Context (WHEN)

According to practitioners, performance is among the three most important quality attributes when designing a robotic application in ROS [1]. Performance is often important in robotics because many computations performed by robots tend to be data-intensive, e.g., computer vision, planning, and navigation [1]. Gaining confidence in robotic applications, then, should not interfere with the nominal performance of the robot under scrutiny. Less (or no) impact on performance is especially desirable when the assurance gathering process interacts with the running system, for instance, in-the-field testing and runtime verification. We name the extra load available for gaining confidence on ROSbased applications as overhead acceptance criteria. The overhead acceptance criteria can be allocated to monitoring, isolation, or maintaining the security of privacy during the runtime assessment session [2].

Reason (WHY)

A rule of thumb says that more observations tend to enable more precise assurance arguments within a limit. Observing, however, is never free from side effects, incurring in overhead [3]. Therefore, the quality assurance team must contrast the precision of the assurance arguments against overhead introduced by the observation medium. The overhead acceptance criteria are the basis for deciding the runtime assurance strategy.

Suggestion (WHAT)

The use of runtime verification or field-based techniques might add computation overhead. The QA team should understand how much overhead is acceptable; this is important to decide on a test strategy that will not severely impact the performance of the running system. Such overhead may be due to monitoring with ros tracing (git: ros2/ros2_tracing), component isolation, or security and privacy maintenance overhead with ROSploit (git: seanrivera/rosploit).

Process (HOW)

Typically, understanding the overhead acceptance criteria follows from contrasting the required performance for delivering the required service, aka nominal performance (e.g., time to reaction, latency, speed), against available resources (e.g., computing power). The QA team may use off-the-shelf ROS tooling, like ApexAI/Performance test ß, to understand the nominal performance of the ROS-based application. The difference between nominal performance and expected performance may be allocated to the overhead acceptance criteria. If the nominal performance is close enough to the expected performance, there 1 is not enough space for implementing runtime assurance techniques. We categorize three types of overhead that may affect the runtime assurance process: Runtime Monitoring [4, 5], Isolation overhead [6, 7], and Security and Privacy overhead [8, 9].

Exemplars

Monitoring overhead

Monitoring overhead is all extra load put on the system-under-test due to gathering, interpreting, and elaborating data about the execution. For example, ROSMonitoring[4] determines the monitoring overhead by calculating the delay introduced in the message delivery time between ROS nodes. The authors analyse the overhead by varying the size of the system under monitoring, message passing frequency, and number of monitor nodes. However, their overhead analysis is not transparent with respect to gathering, interpreting or elaborating on data, the analysis looks at the monitoring overhead as a black box.

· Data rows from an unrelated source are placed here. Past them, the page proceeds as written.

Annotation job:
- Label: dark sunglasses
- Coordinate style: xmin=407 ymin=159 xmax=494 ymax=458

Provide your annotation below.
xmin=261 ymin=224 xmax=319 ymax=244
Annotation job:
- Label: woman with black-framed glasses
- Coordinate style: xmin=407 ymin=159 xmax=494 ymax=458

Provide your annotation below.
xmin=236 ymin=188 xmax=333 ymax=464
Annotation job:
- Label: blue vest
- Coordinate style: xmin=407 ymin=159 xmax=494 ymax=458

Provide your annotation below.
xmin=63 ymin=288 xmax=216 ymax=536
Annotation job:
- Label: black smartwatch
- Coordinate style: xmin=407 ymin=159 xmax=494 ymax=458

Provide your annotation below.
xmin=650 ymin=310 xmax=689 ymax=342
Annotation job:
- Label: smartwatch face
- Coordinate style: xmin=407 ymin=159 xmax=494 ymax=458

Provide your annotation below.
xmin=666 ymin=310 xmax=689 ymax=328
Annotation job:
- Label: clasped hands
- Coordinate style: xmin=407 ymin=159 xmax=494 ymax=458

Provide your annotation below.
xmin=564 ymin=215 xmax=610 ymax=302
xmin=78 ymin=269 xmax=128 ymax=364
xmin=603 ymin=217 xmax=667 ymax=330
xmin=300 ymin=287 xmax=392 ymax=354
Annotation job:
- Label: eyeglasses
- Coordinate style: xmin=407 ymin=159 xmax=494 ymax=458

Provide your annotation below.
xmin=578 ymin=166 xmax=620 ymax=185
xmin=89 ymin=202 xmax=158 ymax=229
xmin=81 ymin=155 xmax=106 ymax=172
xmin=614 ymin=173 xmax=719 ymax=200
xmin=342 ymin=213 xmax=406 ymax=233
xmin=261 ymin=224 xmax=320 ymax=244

Another example is ros2/ros2_tracing [5] that provides a tool or tracing ROS2 systems with low latency overhead. The authors measure monitoring overhead by collecting the time between publishing a message and when it is handled by the subscription callback. In short, monitoring and tracing tools add some overhead that typically affects the message passing latency, the QA team must understand and define a precise time allowance to this overhead.

Isolation overhead

Isolation overhead is all extra load put on the system-under-test for guaranteeing that the runtime assessment will not interfere with the normal operation or produce undesired side effects. As an example, Lahami M. et al. [6] propose a safe and resource-aware approach to test dynamic and distributed systems. Safe by employing testing isolation techniques such as BIT-based, tagging-based, aspect-based, cloning-based, and blocking-based. Resource aware by setting resource monitors such as processor load, main memory, and network bandwidth. The authors show that the overall overhead is relatively low and tolerable, mainly if dynamic adaptations are not commonly requested. However, there is no fine-grained evaluation of the overhead introduced by isolation techniques. In fact, isolation overhead is rarely reported [7].

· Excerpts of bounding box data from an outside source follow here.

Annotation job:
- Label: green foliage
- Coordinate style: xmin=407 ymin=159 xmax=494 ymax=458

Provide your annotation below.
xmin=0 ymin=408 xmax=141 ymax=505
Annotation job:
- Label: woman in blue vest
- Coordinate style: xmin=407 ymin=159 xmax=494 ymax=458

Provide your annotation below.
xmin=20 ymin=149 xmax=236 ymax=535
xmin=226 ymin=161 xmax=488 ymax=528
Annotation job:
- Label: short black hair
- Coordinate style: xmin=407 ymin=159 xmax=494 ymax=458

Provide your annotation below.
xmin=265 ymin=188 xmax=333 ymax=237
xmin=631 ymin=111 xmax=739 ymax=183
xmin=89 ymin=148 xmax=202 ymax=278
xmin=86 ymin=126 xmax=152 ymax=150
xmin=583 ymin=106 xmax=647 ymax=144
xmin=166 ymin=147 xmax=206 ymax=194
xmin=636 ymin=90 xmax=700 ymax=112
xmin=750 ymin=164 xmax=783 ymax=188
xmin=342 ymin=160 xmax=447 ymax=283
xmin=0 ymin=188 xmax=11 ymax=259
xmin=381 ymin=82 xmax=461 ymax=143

Security and Privacy overhead

Security and Privacy overhead is all extra load put on the system-under-test for maintaining security and privacy constraints while testing. For example, ROS-Immunity is a security tool for preventing ROS-based applications from malicious attackers. Rivera S. et al. [8], determine the overhead for maintaining the ROS-based system secure, while operating, in terms of power consumption (in Watts) by comparing the power draw of the system with and without their tool. From another stance, Breiling B. et al [9] present a secure communication channel to enable communication between ROS nodes using protocols such as Transport Layer Security (TLS) and Datagram Transport Layer Security (DTLS) per each ROS topic in the application. The protocols follow three steps: an initial handshake with mutual authentication, using symmetric encryption (AES-256), and using Message Authentication Codes (MAC) for data integrity. Importantly, 2 they evaluate the overhead introduced for each step, totaling in a few percentage points (2%-5%) of increase in average CPU load.

Strengths:

Understanding the overhead acceptance criteria in advance may avoid unexpected interruptions in the ROS application functionality due to runtime quality assessment procedures. For example, when testing procedures are mistakenly scheduled whenever the ROS-based application is operating under a high load. Learning about the overhead in advance criteria may also ask for re-design due to a lack of verifiability during runtime. For example, when the nominal performance of the ROS system is close to the expected performance, in value.

Weaknesses:

Although there is tooling to support the assessment of the overhead acceptance criteria, the process for understanding involves executing the system, collecting performance data and analysis. This may conflict with time-to-market requirements, asking for further negotiation with the business goals of the ROS-based system.

References

[1] I. Malavolta, G. A. Lewis et al., “Mining guidelines for architecting robotics software,” Journal of Systems and Software, vol. 178, p. 110969, 2021.

[2] A. Bertolino, P. Braione et al., “A survey of field-based testing techniques,” ACM Computing Surveys (CSUR), vol. 54, no. 5, pp. 1–39, 2021.

[3] Y. Falcone, S. Krsti´c et al., “A taxonomy for classifying runtime verification tools,” International Journal on Software Tools for Technology Transfer, vol. 23, no. 2, pp. 255–284, 2021.

[4] A. Ferrando, R. C. Cardoso et al., “Rosmonitoring: a runtime verification framework for ros,” in Annual Conference Towards Autonomous Robotic Systems. Springer, 2020, pp. 387–399.

[5] C. Bedard, P.-Y. Lajoie et al., “Message flow analysis with complex causal links for distributed ros 2 systems,” Robotics and Autonomous Systems, vol. 161, p. 104361, 2023.

[6] M. Lahami, M. Krichen et al., “Safe and efficient runtime testing framework applied in dynamic and distributed systems,” Science of Computer Programming, vol. 122, pp. 1–28, 2016.

[7] S. Silva, A. Bertolino et al., “Self-adaptive testing in the field: are we there yet?” in Proceedings of the 17th Symposium on Software Engineering for Adaptive and Self-Managing Systems, 2022, pp. 58–69.

[8] S. Rivera and R. State, “Securing robots: An integrated approach for security challenges and monitoring for the robotic operating system (ros),” in 2021 IFIP/IEEE International Symposium on Integrated Network Management (IM). IEEE, 2021, pp. 754–759.

[9] B. Breiling, B. Dieber et al., “Secure communication for the robot operating system,” in 2017 annual IEEE international systems conference (SysCon). IEEE, 2017, pp. 1–6.